One way manufacturing costs can come down is by widespread adoption of the product concerned. But the high price of these products discourages people from using them.
Deepthi Ravula, CEO of WE HUB, a startup incubator for women entrepreneurs, points out that in sustainable-product manufacturing, everything is expensive — raw materials, technology, machinery. A behaviour change is required. “Even though there has been a growing awareness about sustainable lifestyle, entrepreneurs face a challenge: people are not aware of the sustainable issues and how it will directly impact them. Thus, any sustainable product or solution is regarded as an extra utility and not a necessity,” she says.
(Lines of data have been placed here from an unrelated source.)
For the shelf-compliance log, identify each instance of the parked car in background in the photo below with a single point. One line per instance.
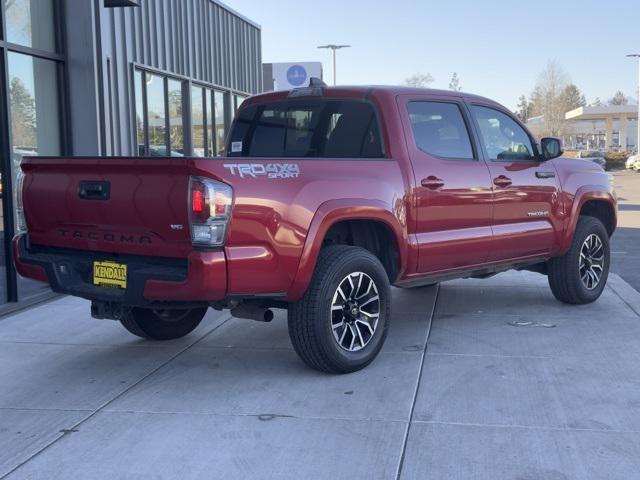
(633, 162)
(594, 155)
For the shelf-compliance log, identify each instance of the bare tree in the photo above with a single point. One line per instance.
(619, 99)
(548, 100)
(419, 80)
(524, 108)
(454, 84)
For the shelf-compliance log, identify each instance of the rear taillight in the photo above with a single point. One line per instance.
(209, 211)
(21, 222)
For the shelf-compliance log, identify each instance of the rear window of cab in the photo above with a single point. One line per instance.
(307, 128)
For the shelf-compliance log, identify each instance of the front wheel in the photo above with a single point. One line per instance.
(340, 324)
(162, 324)
(580, 275)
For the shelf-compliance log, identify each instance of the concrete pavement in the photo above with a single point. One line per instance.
(479, 379)
(625, 244)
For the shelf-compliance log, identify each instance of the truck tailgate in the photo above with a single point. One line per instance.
(133, 206)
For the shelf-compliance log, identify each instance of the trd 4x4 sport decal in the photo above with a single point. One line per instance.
(270, 170)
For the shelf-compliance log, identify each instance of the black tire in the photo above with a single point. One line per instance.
(162, 324)
(565, 273)
(312, 319)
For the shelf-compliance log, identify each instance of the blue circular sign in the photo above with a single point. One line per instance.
(296, 75)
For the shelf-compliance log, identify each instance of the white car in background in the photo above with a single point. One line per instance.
(594, 155)
(633, 162)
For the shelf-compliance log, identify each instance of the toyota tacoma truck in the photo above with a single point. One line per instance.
(327, 196)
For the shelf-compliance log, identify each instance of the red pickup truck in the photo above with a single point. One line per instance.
(326, 198)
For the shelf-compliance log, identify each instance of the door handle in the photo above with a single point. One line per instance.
(432, 182)
(94, 190)
(502, 181)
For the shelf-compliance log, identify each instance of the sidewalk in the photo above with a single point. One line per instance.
(511, 385)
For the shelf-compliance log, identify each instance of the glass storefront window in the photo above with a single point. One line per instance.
(210, 137)
(219, 122)
(139, 82)
(35, 117)
(197, 121)
(237, 101)
(35, 122)
(156, 115)
(176, 129)
(30, 23)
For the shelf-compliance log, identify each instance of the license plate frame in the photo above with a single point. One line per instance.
(109, 274)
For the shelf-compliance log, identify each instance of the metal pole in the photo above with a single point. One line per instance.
(638, 121)
(334, 68)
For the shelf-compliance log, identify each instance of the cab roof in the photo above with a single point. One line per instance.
(361, 91)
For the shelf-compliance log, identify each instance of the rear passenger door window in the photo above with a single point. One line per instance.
(503, 138)
(308, 128)
(439, 129)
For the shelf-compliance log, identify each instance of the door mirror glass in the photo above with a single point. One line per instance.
(551, 147)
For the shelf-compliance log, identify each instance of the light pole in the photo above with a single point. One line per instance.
(334, 48)
(637, 55)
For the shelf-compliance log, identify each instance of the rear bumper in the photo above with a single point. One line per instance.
(200, 278)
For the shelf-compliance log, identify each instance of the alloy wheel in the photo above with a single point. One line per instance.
(355, 311)
(591, 261)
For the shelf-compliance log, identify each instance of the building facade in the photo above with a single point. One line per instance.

For Strawcture’s Pandey, mixing sustainability with the practices used in an old industry such as construction brings a whole different type of challenge. Construction has not seen a lot of innovation in building blocks, and nothing around sustainability. The last innovation that happened was “literally cement”, she says, not just for India but globally. “So, people are not used to changing a lot in this system. You’re used to certain materials and the way houses and buildings have been built for generations. It is a much bigger ask, both emotionally and financially, for a customer to change behaviour. It’s definitely a much harder industry to innovate and bring in and create new products,” she says.
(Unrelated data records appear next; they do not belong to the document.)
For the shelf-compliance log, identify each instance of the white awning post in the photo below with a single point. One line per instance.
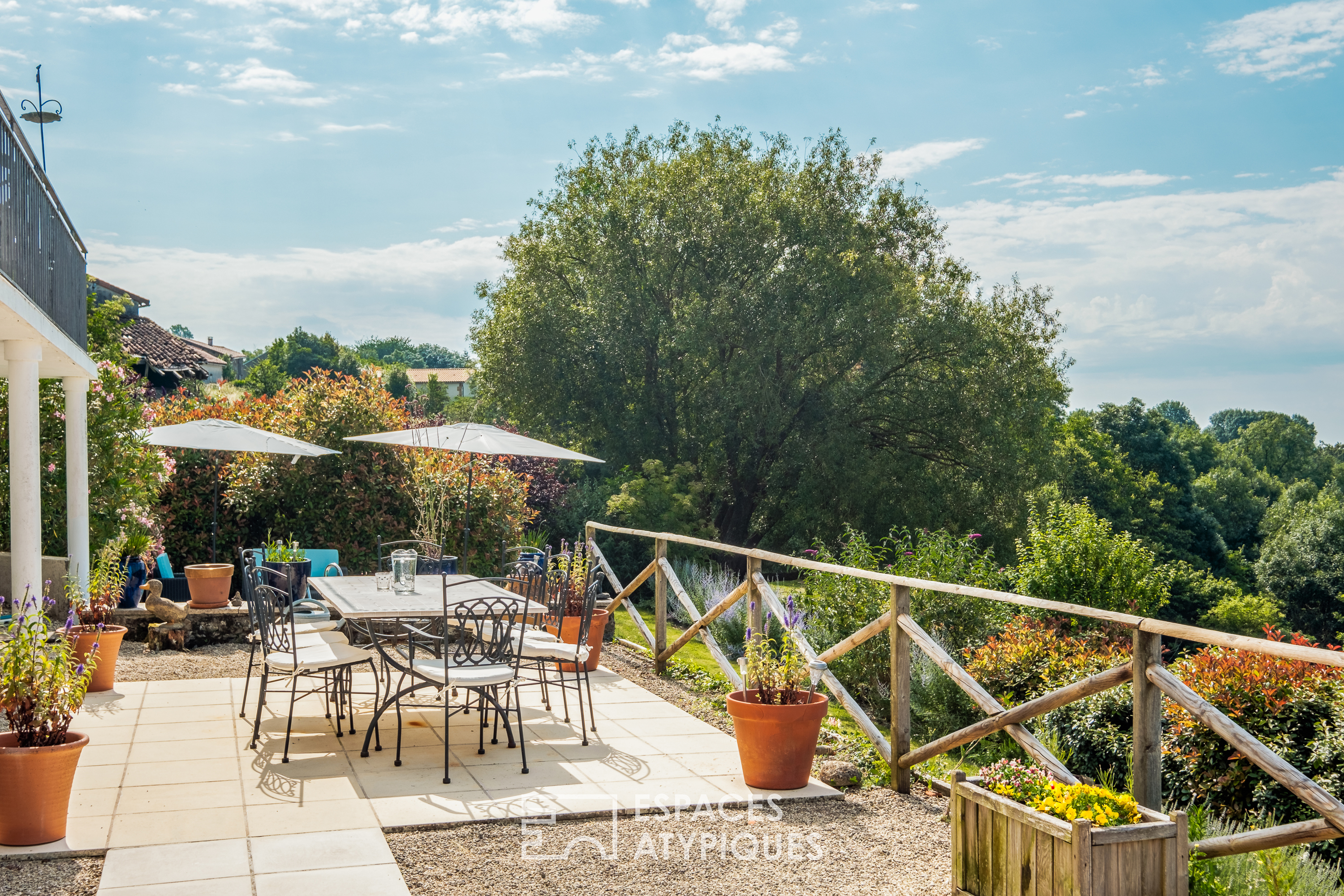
(77, 477)
(22, 358)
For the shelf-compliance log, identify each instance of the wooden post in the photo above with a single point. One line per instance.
(660, 607)
(1082, 857)
(1148, 723)
(756, 612)
(900, 688)
(1182, 859)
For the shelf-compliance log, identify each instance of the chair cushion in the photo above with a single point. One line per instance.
(320, 656)
(557, 649)
(464, 676)
(308, 628)
(311, 638)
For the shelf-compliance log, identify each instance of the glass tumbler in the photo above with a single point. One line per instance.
(404, 571)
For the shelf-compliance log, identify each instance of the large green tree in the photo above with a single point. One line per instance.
(791, 324)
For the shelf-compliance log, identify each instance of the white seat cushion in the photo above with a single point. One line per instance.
(308, 628)
(464, 676)
(557, 649)
(319, 656)
(311, 638)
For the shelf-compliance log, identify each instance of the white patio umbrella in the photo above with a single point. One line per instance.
(226, 436)
(472, 440)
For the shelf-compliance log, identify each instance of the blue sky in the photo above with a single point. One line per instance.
(1174, 171)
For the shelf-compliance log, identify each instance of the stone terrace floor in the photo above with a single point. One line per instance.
(170, 790)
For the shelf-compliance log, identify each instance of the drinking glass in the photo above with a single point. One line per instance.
(404, 571)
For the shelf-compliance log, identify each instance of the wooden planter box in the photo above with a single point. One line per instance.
(1002, 848)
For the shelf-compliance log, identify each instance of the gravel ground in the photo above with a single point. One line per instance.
(52, 878)
(873, 841)
(213, 661)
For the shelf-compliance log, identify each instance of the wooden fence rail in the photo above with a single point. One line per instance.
(1150, 687)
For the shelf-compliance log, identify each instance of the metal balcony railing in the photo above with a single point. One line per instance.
(41, 253)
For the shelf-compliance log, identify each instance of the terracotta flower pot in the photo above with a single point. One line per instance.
(570, 633)
(776, 745)
(109, 642)
(35, 782)
(209, 585)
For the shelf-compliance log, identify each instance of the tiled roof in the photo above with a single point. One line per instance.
(214, 353)
(445, 374)
(162, 350)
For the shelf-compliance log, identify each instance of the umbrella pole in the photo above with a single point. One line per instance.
(467, 523)
(214, 528)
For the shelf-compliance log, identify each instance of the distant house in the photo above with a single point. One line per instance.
(217, 358)
(163, 359)
(457, 379)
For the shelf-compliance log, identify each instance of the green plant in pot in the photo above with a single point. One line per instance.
(42, 687)
(289, 559)
(97, 633)
(777, 718)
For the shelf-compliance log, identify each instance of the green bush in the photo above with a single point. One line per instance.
(1073, 555)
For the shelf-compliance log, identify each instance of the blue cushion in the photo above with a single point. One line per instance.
(322, 559)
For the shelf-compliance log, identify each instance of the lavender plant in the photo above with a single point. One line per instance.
(777, 671)
(41, 684)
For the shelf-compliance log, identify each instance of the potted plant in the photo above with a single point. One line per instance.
(42, 685)
(777, 720)
(1021, 829)
(107, 583)
(288, 558)
(572, 574)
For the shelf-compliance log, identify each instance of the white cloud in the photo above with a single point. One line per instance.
(721, 14)
(422, 288)
(1116, 179)
(902, 163)
(342, 129)
(697, 57)
(785, 31)
(253, 76)
(117, 14)
(472, 224)
(1148, 76)
(1285, 42)
(1254, 268)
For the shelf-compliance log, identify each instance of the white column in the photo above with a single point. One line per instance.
(25, 468)
(77, 477)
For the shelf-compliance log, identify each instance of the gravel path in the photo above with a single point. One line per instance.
(52, 878)
(873, 841)
(213, 661)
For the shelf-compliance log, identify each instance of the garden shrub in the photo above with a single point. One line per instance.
(840, 605)
(1296, 708)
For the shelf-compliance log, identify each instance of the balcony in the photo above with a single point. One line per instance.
(41, 253)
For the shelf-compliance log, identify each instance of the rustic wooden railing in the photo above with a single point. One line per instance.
(1150, 677)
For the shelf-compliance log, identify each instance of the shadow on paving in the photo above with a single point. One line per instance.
(873, 841)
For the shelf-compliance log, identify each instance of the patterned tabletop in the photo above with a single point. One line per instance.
(358, 597)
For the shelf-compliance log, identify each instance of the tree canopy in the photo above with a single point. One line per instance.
(788, 323)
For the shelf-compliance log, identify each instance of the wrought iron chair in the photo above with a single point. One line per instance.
(478, 653)
(306, 633)
(332, 661)
(542, 649)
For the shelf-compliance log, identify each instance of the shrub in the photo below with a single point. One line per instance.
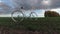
(51, 14)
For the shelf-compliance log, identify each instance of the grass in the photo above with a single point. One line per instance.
(45, 24)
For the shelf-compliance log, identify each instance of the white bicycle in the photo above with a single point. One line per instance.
(18, 15)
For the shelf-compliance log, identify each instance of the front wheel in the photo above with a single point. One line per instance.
(33, 16)
(17, 16)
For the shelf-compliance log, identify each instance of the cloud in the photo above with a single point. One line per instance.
(28, 4)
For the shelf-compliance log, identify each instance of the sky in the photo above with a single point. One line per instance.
(39, 6)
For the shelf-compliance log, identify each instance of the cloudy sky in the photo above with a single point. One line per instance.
(39, 6)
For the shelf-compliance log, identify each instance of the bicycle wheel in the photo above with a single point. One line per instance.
(17, 16)
(33, 16)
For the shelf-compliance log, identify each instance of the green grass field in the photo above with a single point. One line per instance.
(45, 24)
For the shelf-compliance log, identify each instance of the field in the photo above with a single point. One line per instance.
(41, 24)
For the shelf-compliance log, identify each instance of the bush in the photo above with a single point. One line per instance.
(51, 14)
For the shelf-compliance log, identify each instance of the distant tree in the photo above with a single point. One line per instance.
(51, 14)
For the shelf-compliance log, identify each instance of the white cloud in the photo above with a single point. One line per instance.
(57, 10)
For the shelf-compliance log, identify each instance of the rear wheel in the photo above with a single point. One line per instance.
(17, 16)
(33, 16)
It can be a long and painful process. Getting an architect to convert to using sustainable products can itself take two to three months. “This will get you a trial order as they want to try it out before giving you a full-blown project. Testing takes time in our space. Even if you’ve gotten a product tested, people are suspicious. They would say things like ‘if you build a structure during monsoon, I’m gonna wait till the winter to see if it works or not’. So the discussion period is much longer in our space,” she explains.
Promising future
However, sheer hard work and persistence have helped people like Pandey bring in some changes in customer behaviour. More architects have also started seeing value in sustainability. Besides, there is growing awareness among consumers nowadays.
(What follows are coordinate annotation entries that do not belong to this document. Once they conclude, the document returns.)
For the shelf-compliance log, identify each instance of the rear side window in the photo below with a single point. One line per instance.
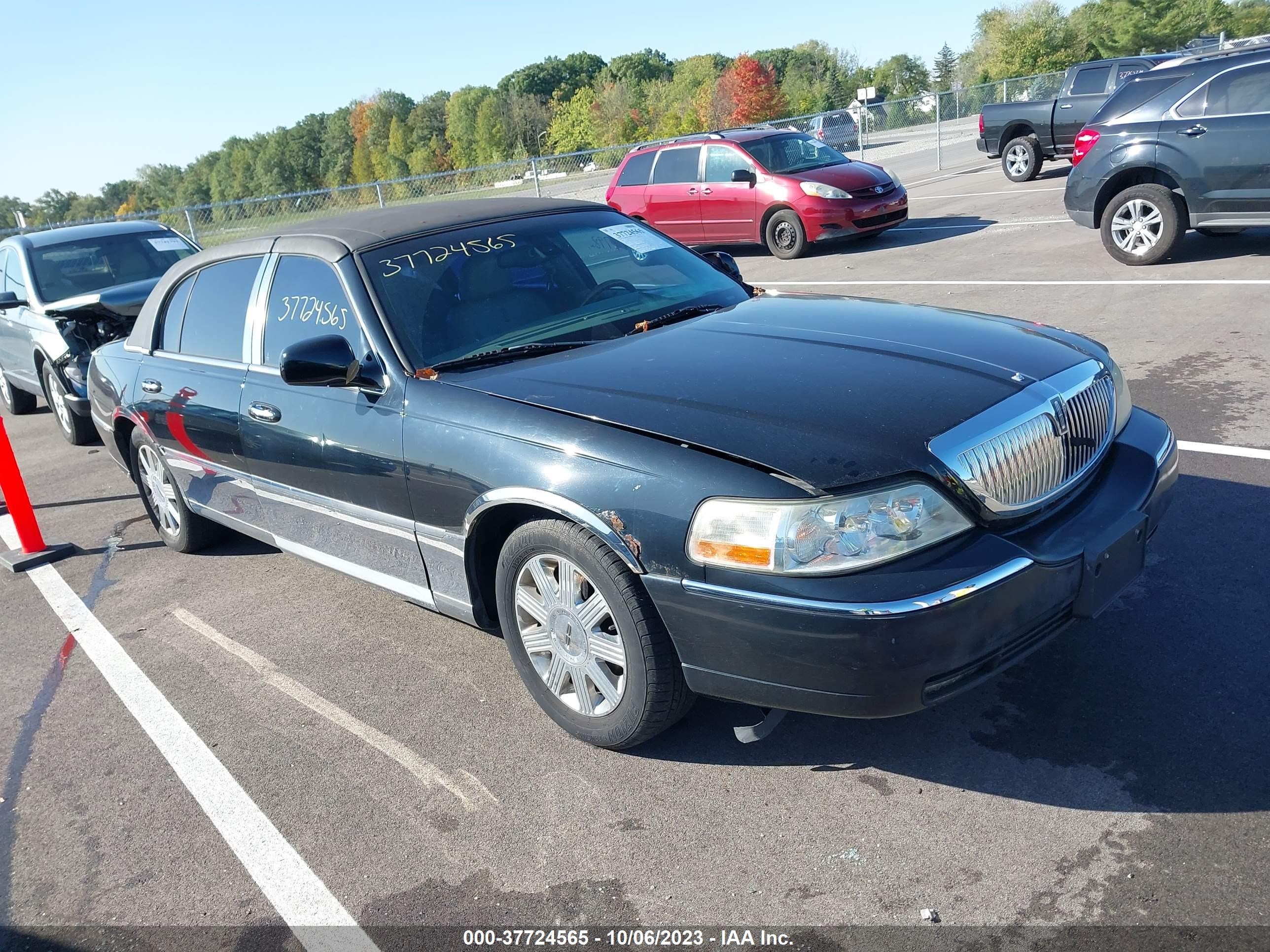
(173, 315)
(216, 312)
(722, 162)
(308, 301)
(1238, 92)
(1089, 82)
(636, 169)
(1133, 94)
(13, 280)
(676, 166)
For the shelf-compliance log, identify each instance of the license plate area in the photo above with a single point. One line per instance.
(1112, 561)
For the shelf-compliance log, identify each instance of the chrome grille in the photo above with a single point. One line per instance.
(1020, 465)
(1029, 447)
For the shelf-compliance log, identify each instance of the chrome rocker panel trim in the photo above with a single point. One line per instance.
(861, 609)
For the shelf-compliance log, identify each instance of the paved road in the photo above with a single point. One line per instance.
(1118, 777)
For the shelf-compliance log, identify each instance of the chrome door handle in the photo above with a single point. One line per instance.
(265, 413)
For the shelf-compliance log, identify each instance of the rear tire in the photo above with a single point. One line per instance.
(1022, 159)
(16, 402)
(76, 429)
(785, 235)
(177, 526)
(602, 664)
(1143, 225)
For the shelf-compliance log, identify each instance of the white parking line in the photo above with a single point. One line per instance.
(470, 791)
(1004, 192)
(985, 228)
(303, 900)
(1249, 452)
(1017, 283)
(971, 170)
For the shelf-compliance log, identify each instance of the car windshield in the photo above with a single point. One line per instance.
(82, 267)
(564, 277)
(793, 153)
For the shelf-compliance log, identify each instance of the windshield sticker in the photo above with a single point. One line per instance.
(323, 314)
(168, 244)
(436, 254)
(636, 238)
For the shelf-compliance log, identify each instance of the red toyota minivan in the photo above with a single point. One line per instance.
(784, 190)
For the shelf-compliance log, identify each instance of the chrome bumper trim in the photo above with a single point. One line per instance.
(863, 609)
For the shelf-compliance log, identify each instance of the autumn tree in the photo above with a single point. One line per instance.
(752, 88)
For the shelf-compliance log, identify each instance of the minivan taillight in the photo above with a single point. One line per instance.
(1084, 144)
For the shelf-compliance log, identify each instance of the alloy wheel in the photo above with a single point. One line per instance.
(1136, 226)
(159, 490)
(569, 635)
(58, 398)
(785, 237)
(1018, 160)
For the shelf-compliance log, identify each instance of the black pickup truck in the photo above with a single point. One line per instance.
(1028, 134)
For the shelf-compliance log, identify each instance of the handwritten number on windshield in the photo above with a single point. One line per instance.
(436, 254)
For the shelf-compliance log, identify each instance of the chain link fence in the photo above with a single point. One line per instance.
(877, 133)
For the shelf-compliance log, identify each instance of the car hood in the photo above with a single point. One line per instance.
(117, 301)
(847, 175)
(826, 390)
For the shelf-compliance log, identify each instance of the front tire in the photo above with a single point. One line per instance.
(785, 235)
(1143, 225)
(177, 526)
(586, 638)
(16, 402)
(1022, 159)
(76, 429)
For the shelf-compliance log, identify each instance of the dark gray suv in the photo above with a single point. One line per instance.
(1187, 145)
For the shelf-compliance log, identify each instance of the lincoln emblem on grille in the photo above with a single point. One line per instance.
(1061, 415)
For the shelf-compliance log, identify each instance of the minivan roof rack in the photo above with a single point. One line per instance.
(1262, 47)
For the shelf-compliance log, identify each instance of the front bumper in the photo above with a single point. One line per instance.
(881, 659)
(828, 220)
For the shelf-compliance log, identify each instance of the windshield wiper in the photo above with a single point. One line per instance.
(503, 353)
(678, 314)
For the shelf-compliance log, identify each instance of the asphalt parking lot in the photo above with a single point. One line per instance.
(1119, 777)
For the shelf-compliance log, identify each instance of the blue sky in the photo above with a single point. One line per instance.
(96, 89)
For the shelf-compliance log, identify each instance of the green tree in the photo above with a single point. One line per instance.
(1022, 41)
(573, 125)
(945, 69)
(638, 69)
(461, 124)
(902, 76)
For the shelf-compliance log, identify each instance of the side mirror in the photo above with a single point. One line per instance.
(327, 361)
(724, 263)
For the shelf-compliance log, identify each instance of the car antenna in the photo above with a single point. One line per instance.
(757, 732)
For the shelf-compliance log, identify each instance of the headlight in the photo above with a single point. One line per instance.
(837, 535)
(1123, 400)
(821, 191)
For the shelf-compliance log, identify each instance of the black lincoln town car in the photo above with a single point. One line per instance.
(656, 480)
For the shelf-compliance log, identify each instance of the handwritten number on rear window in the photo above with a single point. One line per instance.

Ravula says people have become more interested in following sustainable practices and living. “They expect businesses to play a positive role in society and feel that when it comes to driving a positive change, companies or firms bear as much responsibility as governments. We are seeing a rising number of consumers opting for sustainable products. Consumers are changing their purchase preferences based on social responsibility, inclusiveness, or environmental impact,” she says.
Such trends have made Pandey and Ravula believe that the future can be bright.
Pandey says she will be happy to see more startups and firms embracing sustainable materials and agri products such as hemp as building blocks. There should also be more clean, non-toxic paints.
India’s climate policies have consistently aimed at fostering green growth, with the development of green businesses being a focus area, Ravula points out. “India is better positioned than ever to become a model of corporate sustainability for the rest of the world,” she adds.